A dog dubbed "unlucky" after 14 failed adoptions finally found good luck — and a forever family to love him.
The sweet and clumsy 64-lb. puppy, Ronald, has found his family after he was returned to the shelter following 14 pending adoptions, according to the SPCA of Wake County, a private, nonprofit animal rescue and welfare organization in Raleigh, North Carolina.
The shelter welcomed Ronald into its care on Dec. 7, 2022, as a transfer pup from one of the nearby municipal shelters, said Samantha Ranlet, spokesperson for SPCA of Wake County.
After spending a week at SPCA of Wake County, on Dec. 15, Ronald, a mixed breed, had a family show interest in him. Unfortunately — it was not meant to be, Ranlet told Fox News Digital.
After about a month, Ronald went home with three different families for trial adoption periods that are often referred to as "dress rehearsals."
Each of those families, however, decided Ronald was not the right fit for them, Ranlet said.
The other pending adoptions were by 11 families — who all requested Ronald yet ultimately decided not to go through with adopting him.
From the start, said Ranlet, Ronald's big-puppy energy plus his large size may have been the reasons the families rejected him.
"He is basically your typical puppy. He is playful and clumsy and goofy and still learning his manners," Renlet said.
"But because he is just so big — that in combination with his clumsy puppy behavior was just a lot for people."
On Jan. 11, 2023, the team at SPCA of Wake County decided to share Ronald's "unlucky" history on Facebook — and its post has since gone viral.
The application system at the SPCA only allows three pending adoptions per pet at a time — but Ronald received far more than three interested parties, according to Ranlet, who's in charge of the social media inbox.
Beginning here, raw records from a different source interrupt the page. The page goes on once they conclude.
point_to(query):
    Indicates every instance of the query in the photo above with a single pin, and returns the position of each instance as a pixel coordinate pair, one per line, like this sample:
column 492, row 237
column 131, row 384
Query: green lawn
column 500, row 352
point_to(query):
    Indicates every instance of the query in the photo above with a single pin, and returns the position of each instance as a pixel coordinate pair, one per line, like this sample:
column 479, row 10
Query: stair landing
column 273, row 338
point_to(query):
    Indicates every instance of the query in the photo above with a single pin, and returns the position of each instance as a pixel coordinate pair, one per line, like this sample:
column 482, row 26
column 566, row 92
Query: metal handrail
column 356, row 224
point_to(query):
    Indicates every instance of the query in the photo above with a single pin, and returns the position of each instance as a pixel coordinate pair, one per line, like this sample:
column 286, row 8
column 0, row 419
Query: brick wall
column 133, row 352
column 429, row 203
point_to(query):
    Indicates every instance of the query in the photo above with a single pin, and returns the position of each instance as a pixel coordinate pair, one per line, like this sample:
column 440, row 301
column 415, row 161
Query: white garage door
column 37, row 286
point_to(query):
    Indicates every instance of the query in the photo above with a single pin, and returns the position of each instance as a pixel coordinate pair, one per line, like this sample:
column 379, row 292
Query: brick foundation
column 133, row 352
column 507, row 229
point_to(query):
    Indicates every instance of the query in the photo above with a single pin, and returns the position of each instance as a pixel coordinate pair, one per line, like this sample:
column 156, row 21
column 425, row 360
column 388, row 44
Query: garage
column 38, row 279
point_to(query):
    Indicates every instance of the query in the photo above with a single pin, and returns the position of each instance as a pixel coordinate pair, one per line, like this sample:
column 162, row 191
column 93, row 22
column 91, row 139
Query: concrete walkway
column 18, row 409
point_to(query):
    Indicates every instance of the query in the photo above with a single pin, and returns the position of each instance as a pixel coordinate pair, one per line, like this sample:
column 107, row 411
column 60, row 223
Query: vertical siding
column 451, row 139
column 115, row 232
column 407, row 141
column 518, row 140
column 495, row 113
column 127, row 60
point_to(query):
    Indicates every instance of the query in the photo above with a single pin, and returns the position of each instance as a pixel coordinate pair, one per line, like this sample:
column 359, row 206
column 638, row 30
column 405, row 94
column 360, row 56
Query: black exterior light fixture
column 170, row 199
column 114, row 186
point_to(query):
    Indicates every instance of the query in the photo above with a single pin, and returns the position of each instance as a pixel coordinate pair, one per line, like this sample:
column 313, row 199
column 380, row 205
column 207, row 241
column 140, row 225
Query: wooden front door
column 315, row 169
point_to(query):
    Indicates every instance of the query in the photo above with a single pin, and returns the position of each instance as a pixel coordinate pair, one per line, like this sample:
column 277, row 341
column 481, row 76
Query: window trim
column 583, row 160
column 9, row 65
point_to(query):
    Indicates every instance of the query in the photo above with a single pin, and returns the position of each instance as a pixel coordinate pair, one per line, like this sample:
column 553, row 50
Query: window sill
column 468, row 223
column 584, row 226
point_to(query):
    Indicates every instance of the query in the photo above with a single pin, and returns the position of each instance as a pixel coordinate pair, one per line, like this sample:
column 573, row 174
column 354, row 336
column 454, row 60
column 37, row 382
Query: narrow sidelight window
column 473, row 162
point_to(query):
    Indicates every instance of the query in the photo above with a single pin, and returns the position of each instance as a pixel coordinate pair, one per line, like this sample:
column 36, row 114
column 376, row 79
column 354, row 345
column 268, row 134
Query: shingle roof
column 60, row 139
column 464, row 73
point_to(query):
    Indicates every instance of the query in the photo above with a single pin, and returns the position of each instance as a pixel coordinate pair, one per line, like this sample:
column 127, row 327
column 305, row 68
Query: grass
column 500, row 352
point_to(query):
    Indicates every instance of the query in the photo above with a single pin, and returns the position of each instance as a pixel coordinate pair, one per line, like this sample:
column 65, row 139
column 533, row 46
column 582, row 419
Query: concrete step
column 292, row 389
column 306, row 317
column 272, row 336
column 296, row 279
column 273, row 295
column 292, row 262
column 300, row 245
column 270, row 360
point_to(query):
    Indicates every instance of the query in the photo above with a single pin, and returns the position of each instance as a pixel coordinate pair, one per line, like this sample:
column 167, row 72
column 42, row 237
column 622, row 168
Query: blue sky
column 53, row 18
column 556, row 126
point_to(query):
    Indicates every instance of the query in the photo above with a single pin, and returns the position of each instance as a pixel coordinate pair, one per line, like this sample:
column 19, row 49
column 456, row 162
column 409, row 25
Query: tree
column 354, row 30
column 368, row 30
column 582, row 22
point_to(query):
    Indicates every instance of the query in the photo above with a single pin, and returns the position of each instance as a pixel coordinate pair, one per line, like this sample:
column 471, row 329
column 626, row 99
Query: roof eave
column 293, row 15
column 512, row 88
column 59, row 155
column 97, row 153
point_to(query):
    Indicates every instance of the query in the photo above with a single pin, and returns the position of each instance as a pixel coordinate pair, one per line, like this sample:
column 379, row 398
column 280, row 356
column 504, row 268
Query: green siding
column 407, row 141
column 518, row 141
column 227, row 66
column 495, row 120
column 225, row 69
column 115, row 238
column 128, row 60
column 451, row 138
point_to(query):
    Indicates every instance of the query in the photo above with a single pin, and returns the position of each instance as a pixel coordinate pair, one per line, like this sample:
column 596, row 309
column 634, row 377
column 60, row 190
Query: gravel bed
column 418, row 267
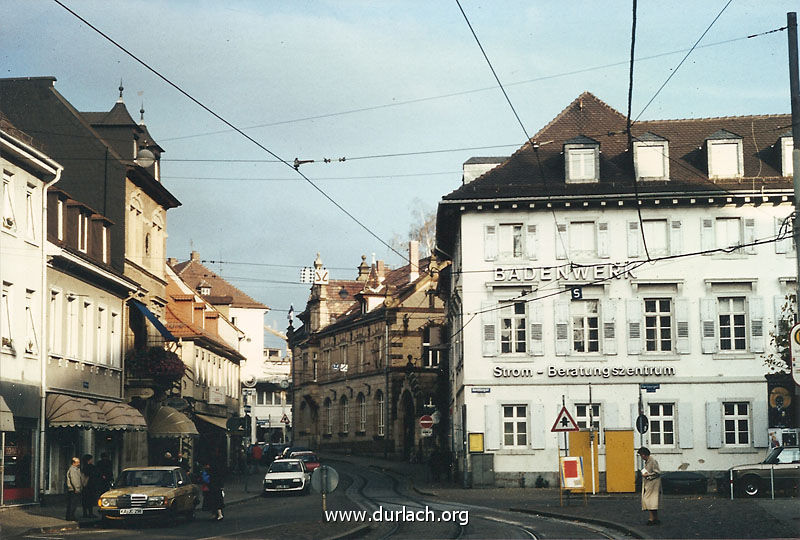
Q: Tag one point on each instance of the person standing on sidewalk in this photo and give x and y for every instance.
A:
(651, 485)
(74, 482)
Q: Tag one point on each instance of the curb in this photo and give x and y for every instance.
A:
(608, 524)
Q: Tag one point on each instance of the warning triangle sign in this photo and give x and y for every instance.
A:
(564, 422)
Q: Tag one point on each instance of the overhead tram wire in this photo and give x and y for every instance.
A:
(232, 126)
(528, 140)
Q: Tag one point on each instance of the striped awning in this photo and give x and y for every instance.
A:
(62, 410)
(6, 416)
(122, 416)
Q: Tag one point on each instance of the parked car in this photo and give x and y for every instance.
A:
(309, 458)
(782, 465)
(684, 482)
(287, 475)
(149, 492)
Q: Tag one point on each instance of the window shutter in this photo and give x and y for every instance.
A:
(531, 242)
(536, 347)
(490, 242)
(562, 327)
(685, 425)
(756, 305)
(634, 320)
(675, 238)
(749, 236)
(562, 240)
(489, 325)
(537, 426)
(602, 240)
(707, 240)
(784, 245)
(682, 342)
(633, 239)
(708, 325)
(491, 426)
(609, 314)
(760, 439)
(713, 425)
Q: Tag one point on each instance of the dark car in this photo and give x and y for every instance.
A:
(684, 482)
(781, 468)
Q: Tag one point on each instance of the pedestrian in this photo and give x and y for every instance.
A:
(91, 485)
(106, 470)
(651, 485)
(74, 482)
(215, 494)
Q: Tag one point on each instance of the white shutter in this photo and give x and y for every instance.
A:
(489, 326)
(760, 424)
(749, 236)
(538, 428)
(602, 240)
(682, 341)
(536, 328)
(562, 240)
(707, 239)
(708, 325)
(634, 239)
(608, 311)
(531, 242)
(490, 242)
(491, 426)
(756, 324)
(685, 425)
(713, 425)
(675, 238)
(634, 320)
(562, 327)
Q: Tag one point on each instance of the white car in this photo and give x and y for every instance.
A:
(287, 475)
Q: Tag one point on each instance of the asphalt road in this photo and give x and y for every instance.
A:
(389, 511)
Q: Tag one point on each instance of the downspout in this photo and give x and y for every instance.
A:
(44, 331)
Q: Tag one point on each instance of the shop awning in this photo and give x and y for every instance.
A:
(122, 416)
(6, 416)
(214, 420)
(70, 411)
(168, 422)
(154, 320)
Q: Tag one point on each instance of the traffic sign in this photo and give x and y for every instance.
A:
(426, 421)
(564, 422)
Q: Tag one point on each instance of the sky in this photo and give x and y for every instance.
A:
(399, 89)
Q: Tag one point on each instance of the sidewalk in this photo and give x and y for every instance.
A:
(20, 520)
(682, 516)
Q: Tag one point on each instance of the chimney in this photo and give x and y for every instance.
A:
(413, 258)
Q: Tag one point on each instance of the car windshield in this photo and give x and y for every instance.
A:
(146, 478)
(285, 466)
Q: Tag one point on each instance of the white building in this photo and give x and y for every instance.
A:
(551, 290)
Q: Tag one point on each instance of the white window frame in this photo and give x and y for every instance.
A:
(515, 425)
(732, 418)
(662, 422)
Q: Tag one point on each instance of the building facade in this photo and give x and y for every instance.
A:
(582, 270)
(366, 361)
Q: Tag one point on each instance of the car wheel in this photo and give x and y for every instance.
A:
(750, 486)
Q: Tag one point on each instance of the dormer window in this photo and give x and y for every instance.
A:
(725, 155)
(787, 145)
(581, 160)
(651, 157)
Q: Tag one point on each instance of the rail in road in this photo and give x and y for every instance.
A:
(382, 495)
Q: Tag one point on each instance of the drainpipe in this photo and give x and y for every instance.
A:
(44, 345)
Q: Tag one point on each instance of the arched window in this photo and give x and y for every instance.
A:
(381, 413)
(362, 413)
(345, 415)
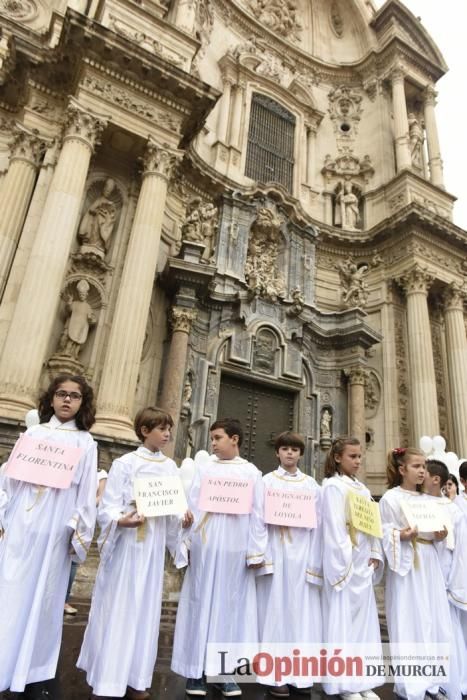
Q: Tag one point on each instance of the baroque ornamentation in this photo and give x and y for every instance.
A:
(262, 274)
(345, 110)
(354, 287)
(280, 16)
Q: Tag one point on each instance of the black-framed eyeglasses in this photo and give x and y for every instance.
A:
(73, 395)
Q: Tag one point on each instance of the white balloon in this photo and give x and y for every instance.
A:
(32, 418)
(439, 443)
(426, 444)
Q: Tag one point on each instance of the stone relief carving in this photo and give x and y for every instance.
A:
(280, 16)
(80, 319)
(98, 222)
(262, 274)
(354, 287)
(345, 109)
(335, 16)
(200, 225)
(264, 352)
(347, 207)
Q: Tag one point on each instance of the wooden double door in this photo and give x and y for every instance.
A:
(264, 413)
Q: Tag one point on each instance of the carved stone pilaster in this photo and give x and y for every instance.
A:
(182, 319)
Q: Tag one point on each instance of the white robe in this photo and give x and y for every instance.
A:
(120, 643)
(34, 559)
(350, 614)
(289, 605)
(218, 597)
(417, 609)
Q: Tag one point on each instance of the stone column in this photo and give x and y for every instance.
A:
(401, 123)
(224, 111)
(434, 154)
(456, 351)
(236, 121)
(26, 344)
(425, 421)
(172, 390)
(17, 187)
(20, 261)
(120, 375)
(357, 424)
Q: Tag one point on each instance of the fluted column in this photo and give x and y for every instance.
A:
(29, 333)
(224, 111)
(357, 425)
(401, 122)
(20, 261)
(425, 420)
(456, 351)
(434, 153)
(15, 194)
(172, 389)
(121, 366)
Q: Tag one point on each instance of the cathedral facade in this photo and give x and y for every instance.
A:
(230, 207)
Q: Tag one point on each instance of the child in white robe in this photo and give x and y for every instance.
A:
(218, 597)
(453, 559)
(352, 565)
(120, 643)
(43, 529)
(417, 609)
(289, 601)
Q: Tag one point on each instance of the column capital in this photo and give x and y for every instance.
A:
(160, 159)
(27, 145)
(417, 280)
(454, 297)
(83, 125)
(181, 319)
(356, 375)
(430, 95)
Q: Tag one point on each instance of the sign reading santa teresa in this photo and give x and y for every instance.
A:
(43, 463)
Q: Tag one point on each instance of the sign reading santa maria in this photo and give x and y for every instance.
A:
(226, 495)
(424, 514)
(43, 462)
(290, 508)
(159, 495)
(364, 515)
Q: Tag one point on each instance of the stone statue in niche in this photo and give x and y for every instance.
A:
(261, 269)
(98, 223)
(326, 423)
(354, 287)
(264, 353)
(200, 225)
(80, 319)
(347, 212)
(416, 141)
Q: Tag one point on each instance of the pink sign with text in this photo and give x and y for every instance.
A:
(43, 463)
(226, 495)
(289, 508)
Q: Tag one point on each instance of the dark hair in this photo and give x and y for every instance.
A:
(331, 466)
(435, 467)
(289, 439)
(231, 426)
(86, 415)
(453, 478)
(463, 471)
(397, 458)
(151, 417)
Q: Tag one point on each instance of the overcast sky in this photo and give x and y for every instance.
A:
(446, 22)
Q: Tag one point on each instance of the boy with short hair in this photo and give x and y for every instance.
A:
(453, 559)
(294, 558)
(218, 597)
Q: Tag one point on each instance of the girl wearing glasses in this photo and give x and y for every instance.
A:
(42, 529)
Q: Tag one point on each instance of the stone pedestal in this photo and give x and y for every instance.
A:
(120, 375)
(26, 344)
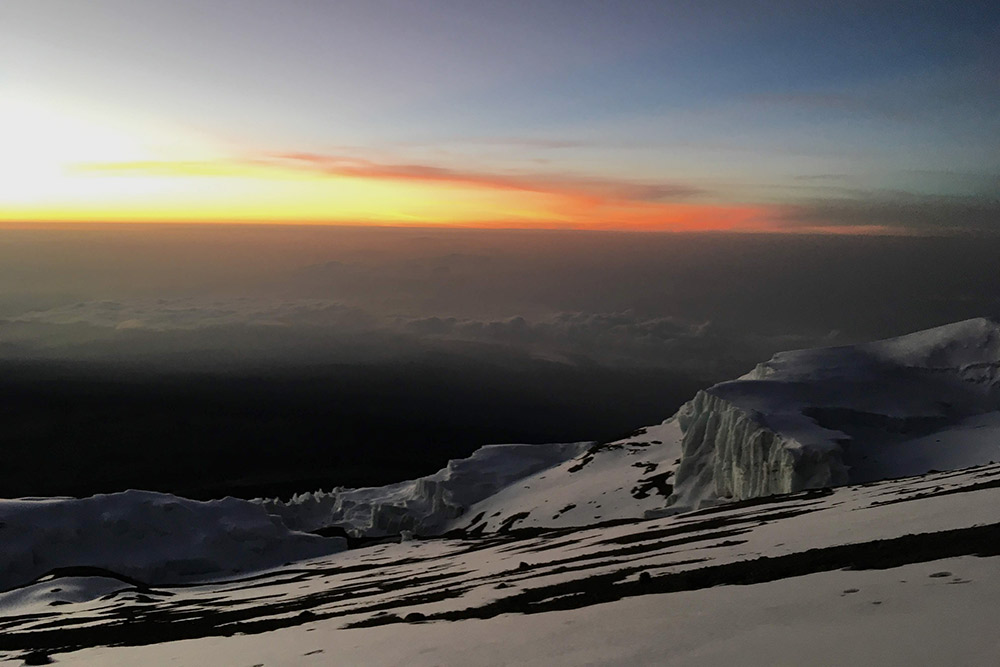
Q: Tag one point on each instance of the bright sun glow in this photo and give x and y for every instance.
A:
(63, 160)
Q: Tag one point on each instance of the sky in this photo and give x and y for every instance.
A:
(806, 116)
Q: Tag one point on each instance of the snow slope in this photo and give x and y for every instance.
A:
(605, 482)
(891, 573)
(804, 419)
(146, 537)
(812, 418)
(425, 505)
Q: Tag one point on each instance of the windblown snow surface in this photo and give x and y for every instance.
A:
(831, 507)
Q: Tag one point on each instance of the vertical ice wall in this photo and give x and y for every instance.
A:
(728, 453)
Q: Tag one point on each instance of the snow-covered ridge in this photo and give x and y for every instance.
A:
(812, 418)
(728, 452)
(424, 505)
(154, 538)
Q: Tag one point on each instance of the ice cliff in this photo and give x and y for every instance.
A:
(424, 505)
(830, 416)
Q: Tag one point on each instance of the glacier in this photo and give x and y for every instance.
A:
(153, 538)
(840, 415)
(424, 505)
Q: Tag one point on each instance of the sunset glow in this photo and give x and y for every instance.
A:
(353, 115)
She said the shelter received over 800 messages from individuals inquiring about adopting Ronald.
"We were completely overwhelmed and stunned by the response. It's still hard to wrap my head around that," Ranlet added.
People from all over the country were sharing Ronald's post in hopes that he could break his unlucky streak and find a home.
The post about Ronald was shared some 70,000 times on Facebook.
"I think they took it into their own hands … because people wanted to help him," Ranlet said.
Kiersten Davis, a nurse from Raeford, North Carolina, was one of the thousands of Facebook users who saw the post about Ronald — and reached out to SPCA of Wake County.
"I for sure thought someone was going to snatch him up quickly, and I wouldn't even have a chance," Davis told Fox News Digital.
Davis said she was put on a waitlist for Ronald.
She received a phone call from SPCA of Wake County that day, telling her the other adoption offer had fallen through and that Ronald was hers.
She left work early and drove to Raleigh to pick up the dog.
After a five-day "dress rehearsal," Davis knew it was meant to be, she said.
"As soon as I brought him home and saw him with the boys and our other dog, I knew we would finalize the adoption," Davis said.
On Tuesday, Jan. 17, 2023, Ronald officially found a new home.
Davis and her husband, Corey Pierce, who is stationed at Fort Bragg, are parents of two boys, Kason and Cohen, and a 3-year-old Australian Shepherd named Billie.
While many would-be adopters reportedly had been intimidated by Ronald's puppy behavior — Davis welcomed it.
"I was not intimidated at all by the energetic puppy behavior!" Davis said.
"I live with two boys, ages 7 and 4, so I am used to the chaos and crazy," she said.
Ever since he's been in his new home, Ronald has made himself comfortable.
"He loves to cuddle and take up the whole couch. He may try to sneak his head up on the kitchen counter for a snack," said Davis.
She said he also "loves going on walks and does well" with the kids.
The 1-year-old pup now has an Instagram page — so his fans can stay in touch.
"We have been so overwhelmed with love and positivity from this," Davis shared.
"If everybody came together like they did [for] Ronald, a lot of dogs in shelters in the U.S. would be finding homes," said Ranlet.